What is eczema?
Eczema, or atopic dermatitis, is one of the most common inflammatory skin conditions that can cause itchy, dry, and/or scaly skin. It is often referred to as ‘the itch that rashes’ because the itchy dry skin results in rashes from intense scratching or rubbing.
Who is at risk?
Eczema is most commonly seen in children, but it can also occur later in life during adulthood. The estimated global prevalence is 15-20% among children and 10% among adults. Although eczema affects both sexes, studies have shown that it is slightly more common among female patients. Those with a family history of eczema are at increased risk for developing eczema.
What causes eczema?
The exact causes of eczema are unknown; however, it is thought to occur due to a combination of genetic and environmental factors. Most people with eczema have a genetic abnormality in the epidermis, the outermost layer of the skin, which interferes with its function as the body’s first line of defense against pathogens and irritants. Exposure to these pathogens or irritants, therefore, results in inflammation and the scaly, itchy, dry skin characteristic of eczema.
What are the symptoms?
Symptoms can vary widely between individuals and can change over time. Common symptoms include intense itching, scaly or flaky skin, and small bumps. Eczematous areas often also become discolored and may appear pink or red on those with lighter skin, or purple, brown, or gray on those with darker skin. Scratching from the itchiness can lead to infections, which can cause the formation of painful, pus-filled bumps and eventual scars.
In infants, eczema can be more widespread and involve many areas of the body, including the head, face, arms, and legs. The affected areas usually become more localized with age, and common areas for eczema among older children and adults include the elbows, the back of the neck, and the backs of the knees.
How is eczema diagnosed?
There is no laboratory test or scan that is used to diagnose eczema. Your doctor will make the diagnosis based on your medical history, family history, symptoms, and physical examination. Your doctor may recommend an allergy test to rule out allergy as a cause of your signs and symptoms.
How is eczema treated?
Eczema is a chronic condition that often comes and goes in flares. Although there is no cure for eczema, your physician can work with you to manage symptoms via the following: 1. Identifying triggers: Common triggers of eczema flares include sudden temperature changes, excessive sweating, stress, and exposure to irritants. 2. Ensuring skin hydration: Your physician may recommend an ointment or a cream that locks in moisture and prevent your skin from drying out. 3. Steroids: steroids help calm down the immune system, and can be administered either topically or orally. Usually, steroids will only be used temporarily in order to prevent the effects of long-term use, such as thinning of the skin.
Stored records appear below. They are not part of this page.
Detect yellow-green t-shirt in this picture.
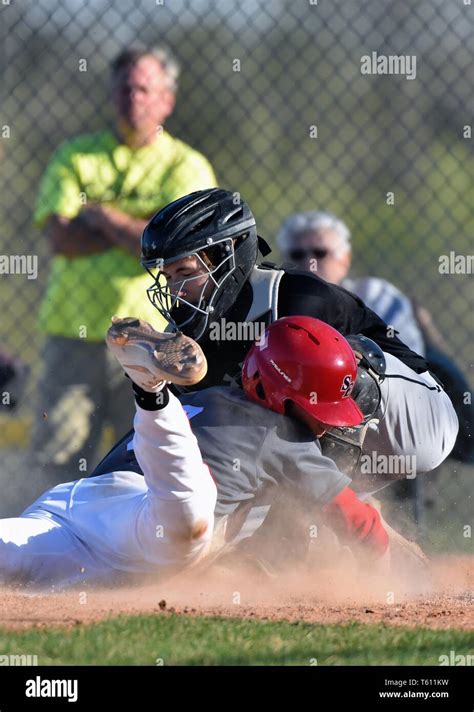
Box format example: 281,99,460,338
33,131,216,341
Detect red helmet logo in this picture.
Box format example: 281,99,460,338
242,316,364,427
341,373,355,398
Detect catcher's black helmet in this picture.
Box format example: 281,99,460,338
142,188,269,340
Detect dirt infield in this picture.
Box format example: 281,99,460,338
0,556,474,630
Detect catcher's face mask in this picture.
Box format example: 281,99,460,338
146,238,235,339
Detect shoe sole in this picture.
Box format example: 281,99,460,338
106,317,207,386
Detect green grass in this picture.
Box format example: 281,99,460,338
0,614,474,665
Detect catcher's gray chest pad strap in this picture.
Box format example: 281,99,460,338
246,267,285,321
91,386,350,516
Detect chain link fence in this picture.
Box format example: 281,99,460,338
0,0,474,551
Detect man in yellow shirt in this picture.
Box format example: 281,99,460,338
32,48,216,484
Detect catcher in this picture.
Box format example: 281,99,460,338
142,188,458,484
0,317,389,588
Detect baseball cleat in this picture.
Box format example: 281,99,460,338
105,316,207,392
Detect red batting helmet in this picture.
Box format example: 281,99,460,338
242,316,364,427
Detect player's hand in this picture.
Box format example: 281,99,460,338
106,316,207,393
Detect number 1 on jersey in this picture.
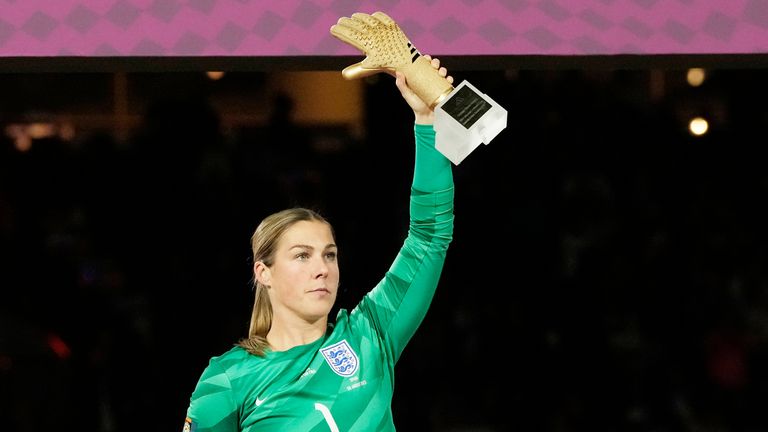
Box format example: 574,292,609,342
315,402,339,432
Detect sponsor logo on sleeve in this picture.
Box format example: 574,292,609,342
182,417,197,432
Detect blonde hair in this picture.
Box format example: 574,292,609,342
237,207,335,356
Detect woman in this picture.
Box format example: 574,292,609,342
184,57,453,432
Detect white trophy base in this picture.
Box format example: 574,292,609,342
434,81,507,165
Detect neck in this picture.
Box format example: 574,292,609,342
267,318,328,351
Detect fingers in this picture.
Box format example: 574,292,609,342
424,54,453,84
373,11,395,25
331,20,365,51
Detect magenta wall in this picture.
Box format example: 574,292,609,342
0,0,768,57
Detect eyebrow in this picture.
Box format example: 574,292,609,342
289,243,337,250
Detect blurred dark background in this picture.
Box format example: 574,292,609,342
0,68,768,432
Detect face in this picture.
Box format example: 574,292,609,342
255,221,339,322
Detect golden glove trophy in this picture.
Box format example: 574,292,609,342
331,12,507,165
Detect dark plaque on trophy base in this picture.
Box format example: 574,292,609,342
441,86,492,129
434,81,507,165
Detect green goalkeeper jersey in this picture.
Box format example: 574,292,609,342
184,125,453,432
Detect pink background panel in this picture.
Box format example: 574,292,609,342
0,0,768,57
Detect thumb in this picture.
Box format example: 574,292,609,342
341,62,386,80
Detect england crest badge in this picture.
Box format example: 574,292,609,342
320,339,360,377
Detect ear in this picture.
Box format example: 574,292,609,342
253,261,272,286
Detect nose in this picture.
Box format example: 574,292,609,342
315,259,328,278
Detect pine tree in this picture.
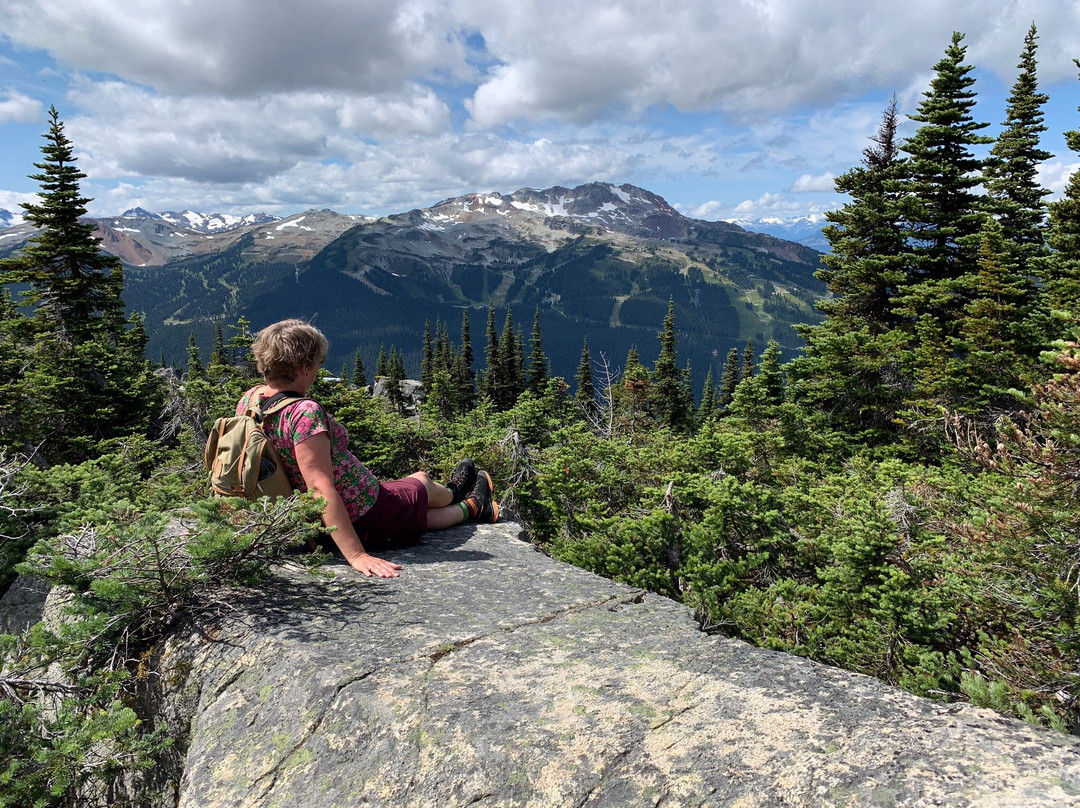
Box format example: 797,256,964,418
947,219,1035,417
454,310,476,413
188,334,203,378
575,337,596,413
0,108,161,462
900,32,993,319
210,323,229,367
480,306,502,406
895,33,991,408
650,299,690,430
352,350,367,387
528,306,549,398
986,25,1053,262
420,320,438,393
1042,59,1080,319
789,97,909,444
0,107,124,342
716,348,739,408
739,339,754,382
698,366,716,423
375,345,390,379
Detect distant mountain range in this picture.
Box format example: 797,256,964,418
731,214,829,253
0,183,824,383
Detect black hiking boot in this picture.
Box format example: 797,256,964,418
446,457,476,504
465,469,499,524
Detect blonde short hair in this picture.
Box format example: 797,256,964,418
252,320,330,383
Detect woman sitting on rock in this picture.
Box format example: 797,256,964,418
237,320,499,578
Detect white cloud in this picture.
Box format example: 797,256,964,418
0,90,43,123
0,0,467,95
1037,160,1080,199
788,171,836,193
459,0,1080,125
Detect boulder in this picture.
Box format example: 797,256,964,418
159,523,1080,808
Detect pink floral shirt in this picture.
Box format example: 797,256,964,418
237,385,379,522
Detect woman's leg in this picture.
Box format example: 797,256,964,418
409,471,453,507
428,504,465,530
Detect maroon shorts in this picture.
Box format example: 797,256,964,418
352,477,428,550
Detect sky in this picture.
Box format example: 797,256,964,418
0,0,1080,226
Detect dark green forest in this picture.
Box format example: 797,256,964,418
0,28,1080,806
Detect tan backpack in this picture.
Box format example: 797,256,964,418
203,390,307,499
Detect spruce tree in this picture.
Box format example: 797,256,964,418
698,365,716,423
528,306,549,398
716,348,739,408
947,219,1035,410
899,32,993,327
375,345,390,379
650,299,690,430
986,25,1053,262
352,349,367,387
896,33,991,407
210,323,229,367
575,337,596,413
789,97,910,444
1042,59,1080,319
188,334,203,377
480,306,502,406
739,339,754,382
0,108,161,462
454,310,476,413
420,320,438,393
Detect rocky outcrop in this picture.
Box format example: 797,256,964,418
0,575,50,634
159,524,1080,808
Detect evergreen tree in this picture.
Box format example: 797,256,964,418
1042,59,1080,319
901,32,993,285
739,339,754,382
454,310,476,413
947,219,1035,417
986,25,1053,262
480,306,502,405
375,345,390,379
528,306,549,398
188,334,203,377
352,349,367,387
420,320,438,393
698,365,716,423
210,323,229,367
895,33,991,413
228,315,255,364
575,337,596,413
0,107,125,342
789,97,909,444
650,299,690,430
0,108,161,462
716,348,739,408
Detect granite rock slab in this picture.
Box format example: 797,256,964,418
166,523,1080,808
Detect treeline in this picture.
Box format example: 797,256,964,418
0,29,1080,805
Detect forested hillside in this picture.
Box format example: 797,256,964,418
0,29,1080,805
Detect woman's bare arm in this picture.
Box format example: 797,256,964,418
295,432,402,578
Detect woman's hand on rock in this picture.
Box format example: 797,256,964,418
349,553,402,578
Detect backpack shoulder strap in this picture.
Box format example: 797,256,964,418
252,390,312,423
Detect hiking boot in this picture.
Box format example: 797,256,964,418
465,469,499,523
446,457,476,504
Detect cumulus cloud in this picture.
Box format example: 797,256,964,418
67,80,448,184
1037,160,1080,199
0,0,468,95
460,0,1080,125
0,90,42,124
788,172,836,193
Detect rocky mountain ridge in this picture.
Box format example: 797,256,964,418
0,183,824,385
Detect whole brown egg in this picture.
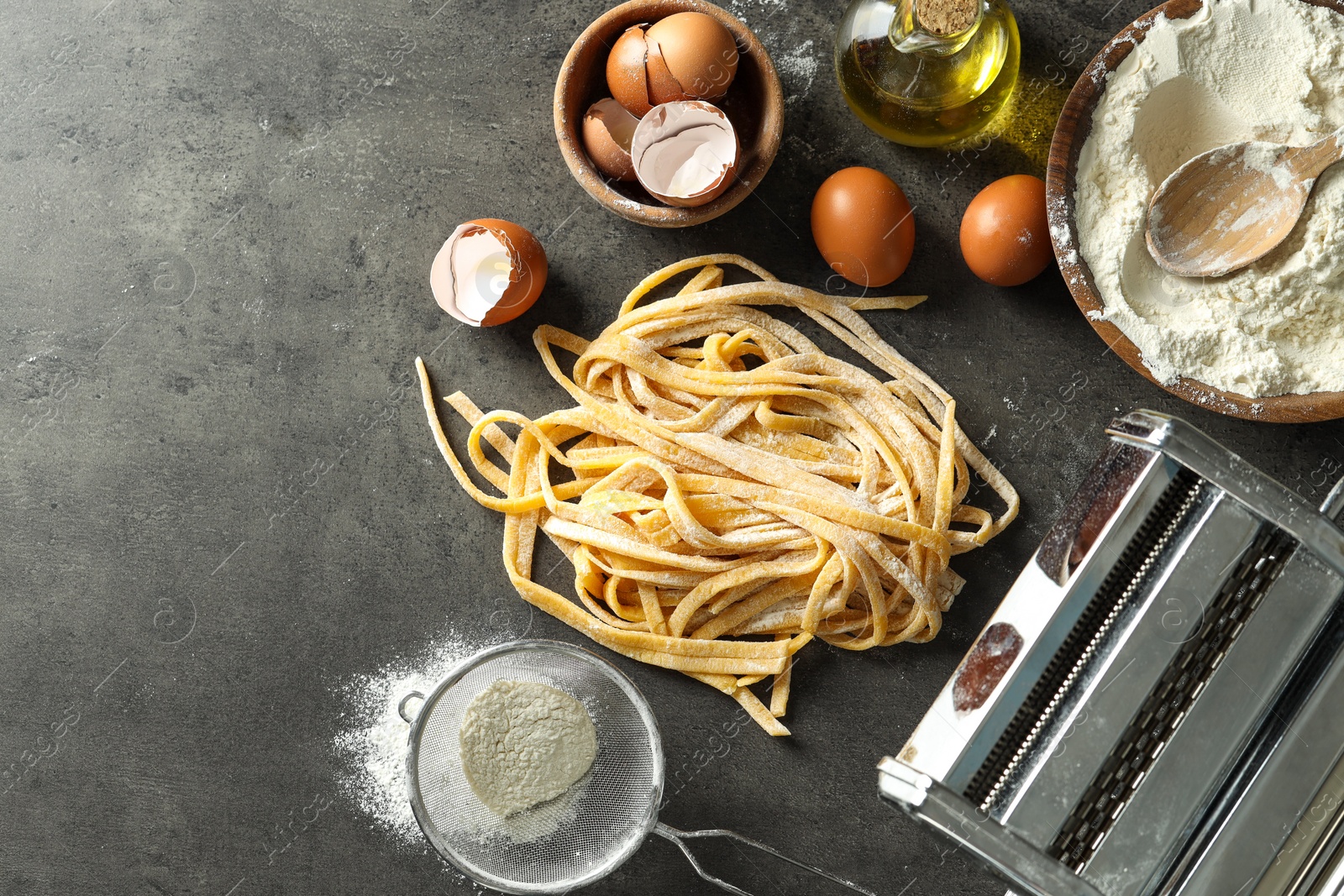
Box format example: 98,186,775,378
811,168,916,286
4. Antihistamines: These can be taken orally and are often available over-the-counter. Antihistamines can help relieve itching, which subsequently helps prevent scratching and potential infections. 5. Light therapy: For those with severe eczema who do not respond to other treatments, the physician may recommend ultraviolet light therapy. This is often avoided due to its costliness and the increased risk for skin cancer. 6. Immunosuppressive drugs: Non-steroid immunosuppressive drugs may be used to weaken the immune system. Due to the potential side effects of these drugs, these are often used in cases of severe eczema that is not responsive to other treatments. What is the prognosis? Many children will outgrow eczema, and symptoms will resolve by adulthood. Children with severe or later-onset eczema is more likely to have persistent disease.